Thanks Mantal. I will follow your advice.

Buckley3 09-29-2018 06:50 AM


Originally Posted by sweetichick (Post 7022556)
I was doing well with recovery up till now.

Sorry Sweet... but this is simply not true. I'm afraid it's problematic for you if you mislead yourself like this - which is why I point it out.

Recovery is all that matters right now. The health issues, the social issues, the psychological issues... I don't believe any of those things can ever really get sorted as long as recovery and abstinence from alcohol aren't the #1 focus and priority - more than that - you really need to just not drink period. Not drinking is the only evidence that it's a priority and a focus. Saying it is doesn't get us sober. Being sober gets us sober.

Let the world spin on its own for awhile. Just don't drink. Keep it simple.

I was hesitant to even post anything. I'm growing afraid that feeding into all the narratives you create on all the issues that you use to distract you from simply not drinking is just enabling you to continue in this cycle you are in.

With that, I wish you the best and hope you finally commit to being sober.

-B

MythOfSisyphus 09-30-2018 01:20 AM

No one else can make you drink; no one else can make you be sober. I can appreciate what you're going through with your ex but remember the old saying- holding onto a grudge is like drinking poison and expecting the other person to die. As much as it hurts now it's kind of like ripping off a bandaid- better to just give it one hard yank vs pulling one hair out every day.

sweetichick 09-30-2018 06:16 AM

He is dead. His latest wife sent me photos. I am drunk again though. Tomorrow another tough day 1.

Hawkeye13 09-30-2018 06:36 AM

Wishing you peace and sobriety sweeti. I'm sorry things have been so difficult, but getting sober will really change everything.

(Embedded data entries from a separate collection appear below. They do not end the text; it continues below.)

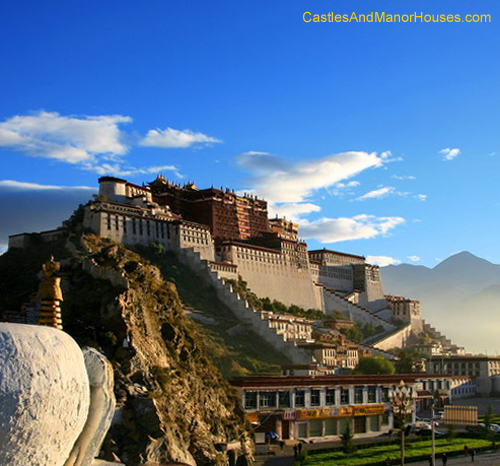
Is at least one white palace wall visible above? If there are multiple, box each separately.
[221,244,322,309]
[84,203,215,261]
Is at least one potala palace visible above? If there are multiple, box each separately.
[9,175,461,367]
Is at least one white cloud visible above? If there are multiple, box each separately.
[238,151,385,203]
[0,111,132,164]
[0,180,96,191]
[366,256,401,267]
[356,186,395,201]
[439,148,460,160]
[300,214,405,243]
[140,128,222,148]
[392,175,417,180]
[0,111,221,178]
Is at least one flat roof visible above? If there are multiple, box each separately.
[230,374,452,388]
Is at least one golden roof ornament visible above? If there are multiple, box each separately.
[38,256,63,330]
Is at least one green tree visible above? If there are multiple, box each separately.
[396,348,425,374]
[484,404,495,440]
[340,422,356,456]
[354,356,396,374]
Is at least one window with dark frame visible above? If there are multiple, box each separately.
[245,392,257,409]
[354,387,363,405]
[340,388,350,405]
[295,390,306,407]
[326,388,335,405]
[278,390,291,408]
[311,390,321,406]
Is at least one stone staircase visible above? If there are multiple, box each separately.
[324,288,397,332]
[179,248,317,365]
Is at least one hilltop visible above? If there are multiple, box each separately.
[0,235,251,465]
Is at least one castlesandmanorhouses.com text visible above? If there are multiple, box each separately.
[302,11,491,23]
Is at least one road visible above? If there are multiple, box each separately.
[257,443,500,466]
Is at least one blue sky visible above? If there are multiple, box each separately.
[0,0,500,266]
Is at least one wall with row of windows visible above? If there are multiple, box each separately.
[243,386,389,410]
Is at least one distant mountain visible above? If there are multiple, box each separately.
[381,251,500,354]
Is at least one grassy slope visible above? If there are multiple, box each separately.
[302,438,491,466]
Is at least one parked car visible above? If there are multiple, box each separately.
[490,424,500,434]
[415,428,444,437]
[413,419,432,430]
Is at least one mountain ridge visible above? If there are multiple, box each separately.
[380,251,500,352]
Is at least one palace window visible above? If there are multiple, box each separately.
[295,390,305,407]
[326,388,335,405]
[278,390,291,408]
[354,387,363,404]
[245,392,257,409]
[311,390,320,406]
[259,392,276,408]
[368,387,377,403]
[340,388,350,405]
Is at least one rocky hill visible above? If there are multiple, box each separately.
[381,251,500,354]
[0,236,251,466]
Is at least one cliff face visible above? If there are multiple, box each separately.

Bethany57 09-30-2018 06:39 AM

I'm so sorry....but now you can move on. Best to you....

MantaLady 09-30-2018 06:49 AM

Write down all these peoples numbers, delete them from your phone contacts and then set up a new contact called “Ignore”. Then add all these peoples numbers to this contact, then go to your settings and block that contact. You will no longer be able to tell who’s number is who’s so you don’t call/message them and as all their numbers are blocked you cannot receive calls or messages from them.

You have to move on and let this go or nothing is going to change.

Hawkeye13 09-30-2018 07:03 AM

I think Manta has an excellent idea here sweeti. Let them go now that he's really gone. They will only hurt you with continued contact.

sweetichick 09-30-2018 04:04 PM

Excellent idea Mantal and Hawk. Thanks for your help.